As an example, we can generate the diff for the headers by using this command:
diff -u psu_init.h psu_init_gpl.h
And this is the resulting outcomes:
--- psu_init.h 2020-06-04 18:23:24.000000000 +0200
+++ psu_init_gpl.h 2020-06-04 18:23:24.000000000 +0200
@@ -1,30 +1,26 @@
/******************************************************************************
*
-* Copyright (C) 2010-2019 Xilinx, Inc. All rights reserved.
-*
-* Permission is hereby granted, free of charge, to any person obtaining a copy
-* of this software and associated documentation files (the "Software"), to deal
-* in the Software without restriction, including without limitation the rights
-* to use, copy, modify, merge, publish, distribute, sublicense, and/or sell
-* copies of the Software, and to permit persons to whom the Software is
-* furnished to do so, subject to the following conditions:
-*
-* The above copyright notice and this permission notice shall be included in
-* all copies or substantial portions of the Software.
-*
-* THE SOFTWARE IS PROVIDED "AS IS", WITHOUT WARRANTY OF ANY KIND, EXPRESS OR
-* IMPLIED, INCLUDING BUT NOT LIMITED TO THE WARRANTIES OF MERCHANTABILITY,
-* FITNESS FOR A PARTICULAR PURPOSE AND NONINFRINGEMENT. IN NO EVENT SHALL THE
-* AUTHORS OR COPYRIGHT HOLDERS BE LIABLE FOR ANY CLAIM, DAMAGES OR OTHER LIABILITY,
-* WHETHER IN AN ACTION OF CONTRACT, TORT OR OTHERWISE, ARISING FROM, OUT OF
-* OR IN CONNECTION WITH THE SOFTWARE OR THE USE OR OTHER DEALINGS IN THE
-* SOFTWARE.
-*
+* Copyright (C) 2010-2019 <Xilinx Inc.>
+*
+* This program is free software; you can redistribute it and/or modify
+* it under the terms of the GNU General Public License as published by
+* the Free Software Foundation; either version 2 of the License, or
+* (at your option) any later version.
+*
+* This program is distributed in the hope that it will be useful,
+* but WITHOUT ANY WARRANTY; without even the implied warranty of
+* MERCHANTABILITY or FITNESS FOR A PARTICULAR PURPOSE. See the
+* GNU General Public License for more details.
+*
+* You should have received a copy of the GNU General Public License along
+* with this program; if not, see <http://www.gnu.org/licenses/>
+*
+*
******************************************************************************/
/****************************************************************************/
/**
*
-* @file psu_init.h
+* @file psu_init_gpl.h
*
* This file is automatically generated
*
The original purpose of these GPL licensed files was to be used with the U-Boot Secondary Program Loader (SPL), a generic implementation included in the GPL licensed U-Boot code that can be used to replace the Xilinx First Stage Boot Loader in the previous generation of Xilinx SoCs, i.e. the Zynq-7000 family.
U-Boot SPL cannot be used on ZynqMP devices, as the PMU Firmware uses the hardware configuration data provided by the FSBL to get knowledge of the platform.
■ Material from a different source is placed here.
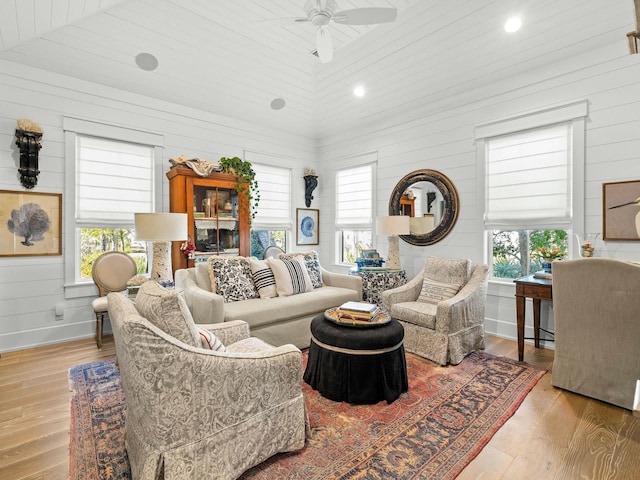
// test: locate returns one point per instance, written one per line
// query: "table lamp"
(393, 226)
(161, 229)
As far as the SPL does not handle this configuration data the board bring up cannot be completed successfully.
The PMU Firmware is a mandatory component for a Linux based, so the FSBL based flow is required for Zynq UltraScale+ MPSoC.
psu_init.tcl
Equivalent to psu_init.c is used when booting in JTAG mode to properly configure the system before launching an application for debugging purposes.